Mas salvo en los ámbitos del derecho y de la moral pública, tan íntimamente conectados, la igualdad supone un perjuicio, más que una ventaja, y lejos de ser un ideal resulta algo indeseable. ¿Qué valor supone la igualdad en el mundo del deporte, por ejemplo, reino de la desigualdad por excelencia, basado en la competición de los mejores? ¿O en el del arte? ¿Acaso en la ciencia la igualdad vale para algo? No digamos en la literatura o el periodismo, donde tantos han predicado la igualdad más absoluta tratando desesperadamente de destacar entre los demás. En todos esos ámbitos es la desigualdad, basada en la superioridad del mérito, el motor de cualquier logro. Aún más, la aparición de una figura excepcional en cualquiera de esas disciplinas eleva por emulación el nivel del conjunto, marca el rumbo y amplia la gama de posibilidades a las que pueden aspirar otros.

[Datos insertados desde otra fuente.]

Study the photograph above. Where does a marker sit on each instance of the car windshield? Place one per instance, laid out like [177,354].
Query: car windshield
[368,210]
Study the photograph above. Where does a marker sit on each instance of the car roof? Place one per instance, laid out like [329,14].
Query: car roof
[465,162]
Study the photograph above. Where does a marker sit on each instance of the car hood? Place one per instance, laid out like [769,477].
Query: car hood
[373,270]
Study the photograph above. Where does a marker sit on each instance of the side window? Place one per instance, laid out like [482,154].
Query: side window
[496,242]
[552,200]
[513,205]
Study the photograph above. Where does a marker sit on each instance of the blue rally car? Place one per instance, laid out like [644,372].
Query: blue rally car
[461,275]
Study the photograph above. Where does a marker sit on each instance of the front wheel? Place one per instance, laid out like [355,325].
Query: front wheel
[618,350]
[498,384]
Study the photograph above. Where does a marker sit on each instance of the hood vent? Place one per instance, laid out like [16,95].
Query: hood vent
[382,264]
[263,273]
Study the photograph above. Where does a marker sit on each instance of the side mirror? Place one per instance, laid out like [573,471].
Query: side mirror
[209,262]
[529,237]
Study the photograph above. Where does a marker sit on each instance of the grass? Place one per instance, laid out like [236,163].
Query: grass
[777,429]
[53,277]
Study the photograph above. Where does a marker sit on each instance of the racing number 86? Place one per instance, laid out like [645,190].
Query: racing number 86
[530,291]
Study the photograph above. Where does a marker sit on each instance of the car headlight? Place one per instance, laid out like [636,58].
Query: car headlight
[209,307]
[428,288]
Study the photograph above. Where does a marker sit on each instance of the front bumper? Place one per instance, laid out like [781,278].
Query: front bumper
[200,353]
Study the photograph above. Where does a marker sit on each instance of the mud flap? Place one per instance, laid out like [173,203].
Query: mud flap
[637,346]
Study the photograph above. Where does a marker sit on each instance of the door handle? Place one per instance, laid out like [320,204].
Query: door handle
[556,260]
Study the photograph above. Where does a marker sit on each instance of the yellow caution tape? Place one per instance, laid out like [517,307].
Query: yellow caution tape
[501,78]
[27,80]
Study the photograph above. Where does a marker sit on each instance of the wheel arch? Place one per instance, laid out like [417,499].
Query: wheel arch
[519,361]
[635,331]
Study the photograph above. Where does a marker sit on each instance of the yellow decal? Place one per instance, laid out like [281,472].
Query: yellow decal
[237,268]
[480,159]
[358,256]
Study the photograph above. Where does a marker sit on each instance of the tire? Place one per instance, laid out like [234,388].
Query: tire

¿Debería ser en la vida económica y social de otra manera? ¿Sería mejor establecer normas igualitarias destinadas a que todo el mundo tuviera más o menos lo mismo y aspirara más o menos a lo mismo? Eso le parecería el Edén a muchos, pero el precio sería limitar las capacidades de todos y detener la evolución social que llamamos progreso. Incluso los que creen que el progreso tiene un fin que es la equidad social, tendrían que convenir que, una vez conseguida ésta, el progreso ya no tendría razón de ser, se detendría. Una sociedad plenamente igualitaria sería una sociedad estática, sin dinamismo tecnológico, intelectual o comercial, sin estímulo ni posibilidades para mejorar en la vida. Puede esto constatarse con más claridad en una régimen como el cubano, que se ha esforzado lo indecible en alcanzar una plena igualdad material sin lograr otra cosa que una unánime pobreza, y cuando se ve obligado por ésta a introducir factores de progreso en una sociedad inmovilizada no tiene más remedio que acudir a elementos de desigualdad que incentiven a los ciudadanos.

El progreso económico y social no tiene reglas distintas del progreso científico, artístico o deportivo, a los que naturalmente engloba como expresión del desarrollo del país. La libertad de acción y pensamiento en que se sustenta no precisa ser corregida, sino estimulada. Su dinámica es divergente y complementaria de la de la igualdad, pues necesita de la igualdad jurídica para favorecer la diferenciación y distinguir el mérito, generador de desigualdades de todo tipo que, al cabo, crean espacios y oportunidades que pueden aprovechar muchos otros. Más allá del derecho y la moral pública la igualdad se transforma en uniformidad, en homogenización, en mediocridad, cuyo resultado es la parálisis. Desigualdad es palabra teñida de oprobio, pero es inseparable de la diversidad y la diferenciación cualitativa que impulsa el desarrollo.

En cuanto a la igualdad de oportunidades cuánto más se haga para que los jóvenes, y también los que no lo son, tengan la formación suficiente para aprovecharlas, tanto mejor, pero no debemos olvidar que para que cada persona tenga no una, sino muchas, lo que se precisa no es la igualación sino la multiplicación de las oportunidades.

Si pudiera darse a elegir entre nacer rico y tonto, o pobre y listo, muchos elegirían sin dudarlo lo primero, son los que quieren pasar por la vida sin más ni más, sin hacer nada. En cambio, los que eligieran lo segundo, tal vez menos, serían los que tuvieran ambición, talento, el vivo deseo de dejar su huella en el mundo, y entre ellos encontraríamos, al cabo, a los campeones de cualquier progreso.